Feature Overview
Control the full crawl workflow from source review to data delivery.
The platform combines external APIs, governance, scheduling, quality checks, Elasticsearch templates, and a browser console so users can understand data sources, task status, and risk.
1. External API
External API integration
External systems can query sources, jobs, latest runs, and platform capabilities. Dry-run endpoints simulate crawling, parsing, scheduling, deduplication, and robots checks.
- Consistent response envelopes make error handling predictable across clients.
- Simulation endpoints avoid production writes and are suitable for onboarding and testing.
- OpenAPI-style JSON helps engineering teams understand endpoints and payloads quickly.
2. Governance Pipeline
Data governance and compliance checks
Each source can carry legal review status, robots information, scheduling cadence, parsing rules, and crawl results. These records form a traceable workflow for safer data collection.

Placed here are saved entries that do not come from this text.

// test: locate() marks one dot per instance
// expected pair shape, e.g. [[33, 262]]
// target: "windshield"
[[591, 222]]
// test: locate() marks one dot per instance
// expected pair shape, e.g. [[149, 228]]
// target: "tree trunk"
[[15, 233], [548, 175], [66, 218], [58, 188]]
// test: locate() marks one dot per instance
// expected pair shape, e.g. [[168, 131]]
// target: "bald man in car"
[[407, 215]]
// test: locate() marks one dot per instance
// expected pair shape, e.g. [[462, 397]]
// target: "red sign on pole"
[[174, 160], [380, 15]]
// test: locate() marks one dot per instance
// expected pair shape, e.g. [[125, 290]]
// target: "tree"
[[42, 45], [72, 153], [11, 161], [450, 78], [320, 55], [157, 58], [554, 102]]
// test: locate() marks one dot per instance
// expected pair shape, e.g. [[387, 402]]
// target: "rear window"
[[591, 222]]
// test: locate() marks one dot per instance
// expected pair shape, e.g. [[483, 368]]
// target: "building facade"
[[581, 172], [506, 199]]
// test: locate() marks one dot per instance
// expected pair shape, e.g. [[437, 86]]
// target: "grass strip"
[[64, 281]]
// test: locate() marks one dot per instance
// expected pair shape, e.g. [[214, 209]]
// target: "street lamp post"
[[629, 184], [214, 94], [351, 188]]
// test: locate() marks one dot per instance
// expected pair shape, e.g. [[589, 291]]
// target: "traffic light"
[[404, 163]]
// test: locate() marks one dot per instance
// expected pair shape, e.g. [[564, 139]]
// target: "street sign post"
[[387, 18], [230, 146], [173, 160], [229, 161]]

- Supports API, RSS, XPath, CSS selector, and headless browser source types.
- Tracks proxy, user-agent, cookie, rate limit, and CAPTCHA strategies.
- Run history and alerts help teams respond to operational issues faster.
3. Web System
Browser-based management console
The web app shows sources, jobs, worker runs, alerts, and Elasticsearch templates. User identity is validated by the central member API, and this project stores no account passwords.
- The console is deployed at `/app` under the same official subdomain.
- Protected data is read only after a central member access token is applied.
- The current demo data is useful for acceptance testing and later production storage integration.